Kehidupan Iman
Kehidupan Puisi
Saya ingin menabung satu mata rantai pemahaman yang agak ‘teknis’, agak kognitif, serta yang sederhana saja. Orang-orang Maiyah melihat, mendekat, kemudian ada yang memasuki pintu yang bernama Kehidupan Puisi. Sebagian dari mereka dengan sadar dan tergetar kepada figur yang bernama Umbu Landu Paranggi.
Mereka sudah tahu belajar kepada Umbu bukanlah terutama mempelajari puisi-puisi Umbu, meskipun universitasnya bernama Kehidupan Puisi. Perlahan-lahan mereka mengerti dan semakin memasuki hutan rimba pengertian yang sama sekali berbeda dengan ‘mindset’ umum tentang belajar dan pembelajaran. Juga belajar dan pembelajaran puisi. Bahkan pun juga tentang (yang dimaksud, keluasan dan kesempitan, kedalaman dan kedangkalan) puisi itu sendiri.
Belajar Kehidupan Puisi kepada Umbu Landu Paranggi adalah menelusuri jalanan panjang hingga ke maqamat Umbu. Meniti dan niteni irama langkahnya. Menggambar kepribadiannya. Kecenderungan-kecenderungannya. Bahasa dan pola-pola ekspressi serta komunikasinya yang ternyata lebih banyak dijumpai sebagai diskomunikasi — kalau dipandang dari jendela pemahaman baku dan lugu masyarakat buta huruf batin yang membesarkan mereka.
Para pembalajar, para pejalanan Lelaku Kehidupan Puisi, semakin hari semakin tahu bahwa salah satu kepastian yang hampir pasti adalah mereka belum pernah dan mungkin benar-benar tak akan pernah bertemu langsung dengan Umbu Landu Paranggi. Dan sungguh-sungguh kenyataan itu tidak harus menjadi masalah sama sekali, kecuali bagi para pembelajar modern yang naif, yang tertutup kehidupannya dari fenomenologi Bambang Ekalaya seperti yang Iman Budhi Santosa menuturkannya dalam puisi “Guru Batu Bambang Ekalaya”:
“Demi Dewata, kusebut kau guruku, Batu”
Maka, jadilah ia guru batu, Guru Dorna
Mantram kesaktian di sekujur tubuhnya
Mengajar menjawab dalam berbagai tanda….
Masyarakat yang ditipu oleh atmosfir global yang membuat mereka menyangka sedang berada dalam persekolahan modern dan tradisi akademis kognitif, dengan mudah terpeleset ke persepsi bahwa mereka sedang dianjurkan untuk berguru kepada batu.
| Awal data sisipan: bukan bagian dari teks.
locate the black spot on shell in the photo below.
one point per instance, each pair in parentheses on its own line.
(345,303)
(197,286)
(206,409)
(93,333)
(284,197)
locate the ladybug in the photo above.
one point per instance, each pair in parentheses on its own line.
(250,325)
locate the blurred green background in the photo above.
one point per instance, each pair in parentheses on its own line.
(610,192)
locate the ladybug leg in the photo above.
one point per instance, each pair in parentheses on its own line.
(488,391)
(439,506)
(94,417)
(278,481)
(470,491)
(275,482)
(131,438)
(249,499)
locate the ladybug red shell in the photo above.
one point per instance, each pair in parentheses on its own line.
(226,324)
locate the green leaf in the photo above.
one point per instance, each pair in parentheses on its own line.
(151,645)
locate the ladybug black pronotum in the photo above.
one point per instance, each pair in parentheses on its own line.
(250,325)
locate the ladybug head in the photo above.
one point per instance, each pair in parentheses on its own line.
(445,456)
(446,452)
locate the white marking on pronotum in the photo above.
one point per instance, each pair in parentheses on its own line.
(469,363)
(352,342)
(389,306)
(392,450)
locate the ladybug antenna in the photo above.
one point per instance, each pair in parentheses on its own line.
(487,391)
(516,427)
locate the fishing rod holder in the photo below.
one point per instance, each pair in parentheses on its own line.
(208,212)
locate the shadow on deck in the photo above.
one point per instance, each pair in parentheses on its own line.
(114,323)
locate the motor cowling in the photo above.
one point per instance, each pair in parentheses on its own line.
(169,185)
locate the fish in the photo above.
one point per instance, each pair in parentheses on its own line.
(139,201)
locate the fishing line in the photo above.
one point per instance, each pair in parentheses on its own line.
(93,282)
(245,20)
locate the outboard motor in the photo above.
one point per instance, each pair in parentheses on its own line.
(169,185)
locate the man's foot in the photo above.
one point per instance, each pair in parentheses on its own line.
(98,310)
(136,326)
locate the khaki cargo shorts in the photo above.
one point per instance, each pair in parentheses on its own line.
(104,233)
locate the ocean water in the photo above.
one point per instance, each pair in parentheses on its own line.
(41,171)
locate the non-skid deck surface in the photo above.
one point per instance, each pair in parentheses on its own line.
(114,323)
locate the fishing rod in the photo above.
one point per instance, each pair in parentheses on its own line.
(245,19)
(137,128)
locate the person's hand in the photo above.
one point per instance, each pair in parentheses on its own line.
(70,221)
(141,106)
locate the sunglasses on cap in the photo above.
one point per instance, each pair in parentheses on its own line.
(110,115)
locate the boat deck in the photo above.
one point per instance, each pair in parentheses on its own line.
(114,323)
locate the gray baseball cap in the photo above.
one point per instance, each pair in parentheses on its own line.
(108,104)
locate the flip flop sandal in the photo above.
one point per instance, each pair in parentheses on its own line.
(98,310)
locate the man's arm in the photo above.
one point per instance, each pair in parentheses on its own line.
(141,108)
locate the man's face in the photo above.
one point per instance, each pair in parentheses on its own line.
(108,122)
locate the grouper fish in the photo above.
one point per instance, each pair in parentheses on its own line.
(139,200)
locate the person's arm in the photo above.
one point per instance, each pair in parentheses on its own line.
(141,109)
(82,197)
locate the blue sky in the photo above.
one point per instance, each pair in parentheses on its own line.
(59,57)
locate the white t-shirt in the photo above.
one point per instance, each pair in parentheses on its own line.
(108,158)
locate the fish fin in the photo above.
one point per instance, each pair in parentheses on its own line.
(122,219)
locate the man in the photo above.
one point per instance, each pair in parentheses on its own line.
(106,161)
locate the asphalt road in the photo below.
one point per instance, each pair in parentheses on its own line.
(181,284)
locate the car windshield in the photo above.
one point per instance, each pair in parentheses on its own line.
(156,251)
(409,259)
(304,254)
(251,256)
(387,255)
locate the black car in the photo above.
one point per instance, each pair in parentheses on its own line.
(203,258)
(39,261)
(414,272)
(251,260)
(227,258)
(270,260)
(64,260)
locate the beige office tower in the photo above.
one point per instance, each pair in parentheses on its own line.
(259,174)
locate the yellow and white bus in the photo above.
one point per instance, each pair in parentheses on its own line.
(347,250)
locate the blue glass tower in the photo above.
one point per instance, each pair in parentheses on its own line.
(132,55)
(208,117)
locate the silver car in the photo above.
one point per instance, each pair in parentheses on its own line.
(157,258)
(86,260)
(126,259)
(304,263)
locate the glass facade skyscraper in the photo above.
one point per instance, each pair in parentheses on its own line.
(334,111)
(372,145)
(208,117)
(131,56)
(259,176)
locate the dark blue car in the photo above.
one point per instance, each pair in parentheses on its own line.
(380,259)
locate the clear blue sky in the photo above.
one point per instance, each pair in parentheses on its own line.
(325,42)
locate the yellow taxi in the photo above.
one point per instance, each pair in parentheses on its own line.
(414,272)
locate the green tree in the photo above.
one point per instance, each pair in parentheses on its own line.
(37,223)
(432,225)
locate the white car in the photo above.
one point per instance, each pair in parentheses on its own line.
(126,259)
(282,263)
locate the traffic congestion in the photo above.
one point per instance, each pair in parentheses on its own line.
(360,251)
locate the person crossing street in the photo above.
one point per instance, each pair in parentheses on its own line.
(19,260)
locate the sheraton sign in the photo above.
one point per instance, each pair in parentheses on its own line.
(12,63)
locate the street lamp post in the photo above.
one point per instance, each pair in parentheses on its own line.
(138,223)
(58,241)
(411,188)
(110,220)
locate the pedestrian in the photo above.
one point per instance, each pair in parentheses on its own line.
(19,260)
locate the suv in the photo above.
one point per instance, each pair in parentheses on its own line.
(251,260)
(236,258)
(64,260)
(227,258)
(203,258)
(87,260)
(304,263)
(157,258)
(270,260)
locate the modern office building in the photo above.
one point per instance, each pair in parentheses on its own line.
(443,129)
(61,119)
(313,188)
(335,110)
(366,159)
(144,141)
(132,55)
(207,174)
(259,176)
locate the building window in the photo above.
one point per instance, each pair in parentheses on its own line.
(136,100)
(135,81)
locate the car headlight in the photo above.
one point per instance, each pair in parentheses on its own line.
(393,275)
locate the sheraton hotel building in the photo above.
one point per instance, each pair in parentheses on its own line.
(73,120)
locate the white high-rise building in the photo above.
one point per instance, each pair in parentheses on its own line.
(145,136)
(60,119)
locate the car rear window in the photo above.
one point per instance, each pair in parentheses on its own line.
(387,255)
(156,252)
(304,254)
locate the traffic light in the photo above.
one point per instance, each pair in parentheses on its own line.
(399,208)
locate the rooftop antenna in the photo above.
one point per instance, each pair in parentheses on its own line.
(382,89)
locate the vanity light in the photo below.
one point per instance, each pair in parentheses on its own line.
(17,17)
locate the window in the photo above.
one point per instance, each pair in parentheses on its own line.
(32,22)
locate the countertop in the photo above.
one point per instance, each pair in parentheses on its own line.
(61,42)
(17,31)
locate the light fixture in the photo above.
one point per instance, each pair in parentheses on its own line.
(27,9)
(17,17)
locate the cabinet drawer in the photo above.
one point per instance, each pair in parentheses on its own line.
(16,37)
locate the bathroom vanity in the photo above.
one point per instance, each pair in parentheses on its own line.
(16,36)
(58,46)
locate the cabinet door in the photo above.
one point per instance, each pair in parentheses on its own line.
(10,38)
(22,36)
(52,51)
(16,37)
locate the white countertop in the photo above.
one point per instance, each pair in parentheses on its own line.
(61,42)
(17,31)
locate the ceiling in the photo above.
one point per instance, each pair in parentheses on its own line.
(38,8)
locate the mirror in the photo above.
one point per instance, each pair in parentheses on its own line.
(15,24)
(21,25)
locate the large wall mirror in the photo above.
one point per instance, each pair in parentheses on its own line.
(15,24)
Karena mereka umumnya tidak bergerak dari ‘materi’ yang berbunyi guru batu. Orang modern hobinya kemapanan. Kalau mendengar kata mobil, mereka berhenti pada mobil. Mendengar batu, tinggal di batu. Mendengar rumah, mapan di rumah. Bahkan mendengar Dorna, mandeg statis stigmatik di persangkaan umum tentang Dorna.
Salah satu puncaknya mereka ditunggu syahadatnya oleh Allah malah membaca syahadat. Sekali seumur hidup, ditambah melakukannya lagi dalam jumlah yang Allah memaksa mereka untuk mengucapkannya dalam shalat dan adzan. Padahal syahadat terletak dan diuji di setiap langkah mereka, di setiap butir nasi mereka, di setiap tetes keringat mereka, di setiap keputusan mereka, di setiap lendir dahak batuk mereka, di setiap lenyapnya bensin dari motor mereka, di setiap kantor, rumah, kebun, sawah, profesi, jabatan, kata, pernyataan, keputusan, pun cita-cita dan apa saja serta kapan saja dalam kehidupan mereka.
Masih tersisa wangi doa dan dzikirmu, Ibu
pada sajadah tua yang kau wariskan kepadaku
Ada sunyi tahajud, kelitik bunyi tasbih
merajut detik demi detik
ketika malam larut
hati dan mulut mengajarkan syahadat shalawat
pada bayi dalam kandunganmu
….
Di atas sajadahmu, Ibu
kutulis buku demi buku
menemani sujudku kepadamu
(“Sajadah Ibu”)
Apakah susah memperoleh pemahaman bahwa hidupmu adalah sujud di atas sajadah warisan Ibumu? Apakah sulit menemukan kecerahan pandangan bahwa senyata-nyatanya engkau kuliah, engkau bekerja dan engkau berjuang sebagai aktivasi sujud di atas sajadah Ibumu? Apakah tidak rasional dan terasa artifisial bahwa para petani mencangkul, Raja berdarma, cendekiawan berkarya, seniman menorehkan rahasia, arsitek mendirikan, pedagang menseimbangkan, dan siapapun apapun, adalah Kehidupan Sujud di Sajadah Ibu mereka masing-masing?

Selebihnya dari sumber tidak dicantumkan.